The UNHCR can do about as little for the 750,000 Iraqi's in Jordan (bringing the country's population to about 6.5 million). And since they can't work, many find that they have to go back home. Of course some people take it as a good sign.
After being in South Africa, where you're generally better off if you never have to talk to the police, Jordan is refreshing in that the police, like most people, are ridiculously nice to westerners. I was trying to find a restaurant the other day, and so I asked a cop. He ignored my question, and insisted that we become friends. We talked, in a mix of my extremely broken arabic and his mostly broken english, about all the important things - where we were from, if we're married, what we like to do for fun, etc. - for a good 15 minutes, before I realized that I was late, and again brought up the subject of the restaurant. After asking a few people, he took my arm, as friends do, and lead me there, where we exchanged phone numbers and I promised to call him.

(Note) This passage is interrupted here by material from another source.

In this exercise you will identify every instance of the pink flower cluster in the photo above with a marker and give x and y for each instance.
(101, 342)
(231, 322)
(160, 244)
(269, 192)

In the interest of keeping this a non-travel blog, I won't ramble at great length about Syria, but I will mention a few things.
- We waited at the border for almost 10 hours. Which gave us lots of time to do fun things like look at this sign:
- The people are ridiculously friendly. Well, to foreigners. Although probably not to Iraqis.
- Syrian men hold hands. Full-on, fingers intertwined, holding hands. It's amusing, until some does tries it with you, and then it's a little weird. They're very touchy everywhere, even in the baths, where friends wash each other. I saw one guy slap his friend's ass to tell him he was done scrubbing.